In other news, I made this image of Alissa's face stuck on a llama's body a while back, 


So for christmas she kindly made some Tshirts for us all to wear...



I was talking with Carly earlier this week, and I remembered an event in Thailand that I had completely forgotten about from my previous reports. In the absence of any interesting news, here it is:

__________________________________________________________ 

I was bored senseless from 3 weeks of sitting around, and the internet in the room wasn't working for the bazillionth time on the trip.
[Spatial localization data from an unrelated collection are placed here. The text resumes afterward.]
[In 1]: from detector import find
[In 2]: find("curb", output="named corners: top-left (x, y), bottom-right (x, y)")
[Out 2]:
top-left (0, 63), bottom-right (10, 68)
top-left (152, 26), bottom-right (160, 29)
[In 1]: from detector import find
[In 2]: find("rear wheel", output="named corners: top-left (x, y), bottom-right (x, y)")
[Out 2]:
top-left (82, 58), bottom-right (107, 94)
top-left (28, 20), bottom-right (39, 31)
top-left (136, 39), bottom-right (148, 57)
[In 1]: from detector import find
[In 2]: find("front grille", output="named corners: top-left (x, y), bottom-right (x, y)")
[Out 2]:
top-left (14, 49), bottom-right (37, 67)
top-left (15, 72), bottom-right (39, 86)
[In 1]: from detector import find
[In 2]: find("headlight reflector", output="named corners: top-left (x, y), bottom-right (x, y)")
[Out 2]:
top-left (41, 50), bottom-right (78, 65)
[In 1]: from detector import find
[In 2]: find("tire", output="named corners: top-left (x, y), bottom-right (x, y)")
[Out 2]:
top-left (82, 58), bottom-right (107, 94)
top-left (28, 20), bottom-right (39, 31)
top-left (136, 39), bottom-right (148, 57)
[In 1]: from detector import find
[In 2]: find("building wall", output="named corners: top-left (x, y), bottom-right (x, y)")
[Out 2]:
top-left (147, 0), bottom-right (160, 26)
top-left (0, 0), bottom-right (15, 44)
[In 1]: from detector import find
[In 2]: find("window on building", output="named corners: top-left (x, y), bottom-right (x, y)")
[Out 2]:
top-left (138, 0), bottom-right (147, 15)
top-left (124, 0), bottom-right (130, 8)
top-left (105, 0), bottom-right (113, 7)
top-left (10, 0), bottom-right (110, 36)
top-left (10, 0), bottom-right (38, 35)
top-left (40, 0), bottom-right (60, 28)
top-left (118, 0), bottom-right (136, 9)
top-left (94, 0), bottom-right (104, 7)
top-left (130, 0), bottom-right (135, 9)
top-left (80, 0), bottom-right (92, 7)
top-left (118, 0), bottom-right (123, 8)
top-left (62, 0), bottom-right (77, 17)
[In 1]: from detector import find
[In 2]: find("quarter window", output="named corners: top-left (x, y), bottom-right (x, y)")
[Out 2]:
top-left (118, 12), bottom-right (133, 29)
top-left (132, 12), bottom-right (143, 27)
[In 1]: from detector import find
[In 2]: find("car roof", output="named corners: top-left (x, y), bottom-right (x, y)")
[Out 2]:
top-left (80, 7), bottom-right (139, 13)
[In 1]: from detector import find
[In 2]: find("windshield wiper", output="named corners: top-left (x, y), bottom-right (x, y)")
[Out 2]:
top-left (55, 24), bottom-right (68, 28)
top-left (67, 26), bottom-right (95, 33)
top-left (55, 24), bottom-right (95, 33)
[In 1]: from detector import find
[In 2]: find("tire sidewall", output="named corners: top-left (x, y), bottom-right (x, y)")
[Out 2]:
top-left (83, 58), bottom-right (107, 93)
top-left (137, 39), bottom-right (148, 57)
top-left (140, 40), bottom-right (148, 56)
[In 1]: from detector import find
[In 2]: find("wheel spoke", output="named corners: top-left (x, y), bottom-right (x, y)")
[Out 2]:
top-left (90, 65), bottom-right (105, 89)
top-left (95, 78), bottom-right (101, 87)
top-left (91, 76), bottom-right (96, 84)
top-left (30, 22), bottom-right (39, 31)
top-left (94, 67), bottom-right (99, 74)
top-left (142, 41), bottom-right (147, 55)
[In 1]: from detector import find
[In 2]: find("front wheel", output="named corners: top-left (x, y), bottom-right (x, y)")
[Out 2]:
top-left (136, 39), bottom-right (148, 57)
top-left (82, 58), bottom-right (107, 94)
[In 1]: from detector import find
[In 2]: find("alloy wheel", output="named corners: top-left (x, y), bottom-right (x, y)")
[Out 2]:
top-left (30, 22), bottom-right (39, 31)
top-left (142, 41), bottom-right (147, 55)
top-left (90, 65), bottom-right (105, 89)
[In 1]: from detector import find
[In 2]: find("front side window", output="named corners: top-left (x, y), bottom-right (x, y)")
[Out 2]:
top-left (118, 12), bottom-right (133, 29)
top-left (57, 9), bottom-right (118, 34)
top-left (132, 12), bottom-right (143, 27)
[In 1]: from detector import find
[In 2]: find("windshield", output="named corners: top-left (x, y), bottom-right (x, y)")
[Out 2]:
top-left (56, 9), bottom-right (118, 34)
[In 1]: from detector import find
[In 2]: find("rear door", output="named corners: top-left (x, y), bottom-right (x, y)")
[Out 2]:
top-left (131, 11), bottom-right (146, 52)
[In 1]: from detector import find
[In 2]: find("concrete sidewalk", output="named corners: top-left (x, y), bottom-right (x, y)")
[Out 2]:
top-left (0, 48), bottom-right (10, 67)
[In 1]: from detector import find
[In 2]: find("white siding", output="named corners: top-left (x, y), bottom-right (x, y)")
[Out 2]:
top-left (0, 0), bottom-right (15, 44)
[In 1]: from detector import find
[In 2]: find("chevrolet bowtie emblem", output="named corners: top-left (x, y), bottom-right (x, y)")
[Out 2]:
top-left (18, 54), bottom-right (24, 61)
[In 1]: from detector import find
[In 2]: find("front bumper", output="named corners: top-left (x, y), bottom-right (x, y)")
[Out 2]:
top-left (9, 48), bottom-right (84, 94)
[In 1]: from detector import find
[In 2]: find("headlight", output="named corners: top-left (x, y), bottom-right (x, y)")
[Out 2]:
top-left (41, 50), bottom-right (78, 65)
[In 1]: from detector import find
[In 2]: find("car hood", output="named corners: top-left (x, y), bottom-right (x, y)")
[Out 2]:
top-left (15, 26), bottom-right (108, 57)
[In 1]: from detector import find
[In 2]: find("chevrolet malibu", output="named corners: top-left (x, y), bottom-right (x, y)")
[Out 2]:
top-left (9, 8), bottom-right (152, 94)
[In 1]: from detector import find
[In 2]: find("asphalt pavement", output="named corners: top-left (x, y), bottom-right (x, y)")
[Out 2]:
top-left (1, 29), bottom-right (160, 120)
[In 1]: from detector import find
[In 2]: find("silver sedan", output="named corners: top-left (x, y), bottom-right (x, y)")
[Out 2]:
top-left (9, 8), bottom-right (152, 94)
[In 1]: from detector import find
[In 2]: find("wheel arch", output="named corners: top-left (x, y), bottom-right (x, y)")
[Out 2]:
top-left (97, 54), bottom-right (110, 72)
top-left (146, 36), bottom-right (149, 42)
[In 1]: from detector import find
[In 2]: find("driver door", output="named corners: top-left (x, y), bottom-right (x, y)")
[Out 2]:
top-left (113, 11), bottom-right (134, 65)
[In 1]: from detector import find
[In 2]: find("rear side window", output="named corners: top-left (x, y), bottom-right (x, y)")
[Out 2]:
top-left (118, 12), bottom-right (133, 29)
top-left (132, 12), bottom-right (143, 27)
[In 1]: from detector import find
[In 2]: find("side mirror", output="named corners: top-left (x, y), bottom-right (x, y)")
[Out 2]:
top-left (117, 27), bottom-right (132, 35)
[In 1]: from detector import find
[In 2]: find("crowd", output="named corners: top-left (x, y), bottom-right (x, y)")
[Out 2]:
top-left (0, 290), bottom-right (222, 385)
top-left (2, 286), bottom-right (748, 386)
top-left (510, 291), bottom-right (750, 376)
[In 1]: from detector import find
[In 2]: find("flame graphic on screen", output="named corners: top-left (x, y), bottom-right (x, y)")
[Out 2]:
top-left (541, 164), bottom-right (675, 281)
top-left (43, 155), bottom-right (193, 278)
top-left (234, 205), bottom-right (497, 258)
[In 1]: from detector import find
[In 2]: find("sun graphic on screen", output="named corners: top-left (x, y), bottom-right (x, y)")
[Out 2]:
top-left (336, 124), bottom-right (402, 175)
In an effort to provide some 'excitement' to my life, I decided to go to the local 'Australian' themed sports bar and pillage their WiFi for a while.

Upon arriving, I ordered my Chang beer, and settled in to watch some Cricket. I can't remember who was playing. It might have been England vs India? Who knows. Anyways. I'm sat there with my Chang, minding my own business in the busy bar, when two people come up and ask to sit on the opposite side of the table. I dont really care - head in phone, trying to find some beta on the climbing area I wanted to have a look at the next day - I nod them to sit down and carry on looking at my phone.

After a minute of them talking about their food, I cant help but look up and recommend the incredible roast dinner deal they were about to miss out on, not to mention the huge jug of beer that came with it.



They thank me, introduce themselves and we start having a conversation.

It's amazing what being unbelievably bored can do for my sociability. 

Turns out they were a couple from Manchester, who were taking advantage of their summer holiday to travel round Thailand for a few weeks. Nothing particularly special. They ask me about my trip, and I explain that I have been sitting on the same island for about 3 weeks so far and could do with some interest.

The woman practically jumps up, her boyfriend looks at her with surprise, and then a look of dawning realisation crossed his face and he just looks away. 

"WE HAVE A CAT THAT POOS IN A TOILET"

right...  

"why does it do that?" I ask, somewhat bemused by the crazed woman I had chanced upon.

"IT HAS AIDS"

oh.


I am unsure how to respond to this comment.

Is this a sad thing?

I dont know. She appears to be well over it, indeed she was practically screaming it at me with wild excitement spread over her face. I think I probably should have been a little afraid. 

Instead I asked for proof. I mean, I'm not going to take this sort of claim at face value. 

Not remotely abashed, she whips out her phone, loads up the video that she was carrying around with her, and hands it to me.

Yup.

That was a cat shitting in a toilet.


Apparently this is a bit of a thing that people do?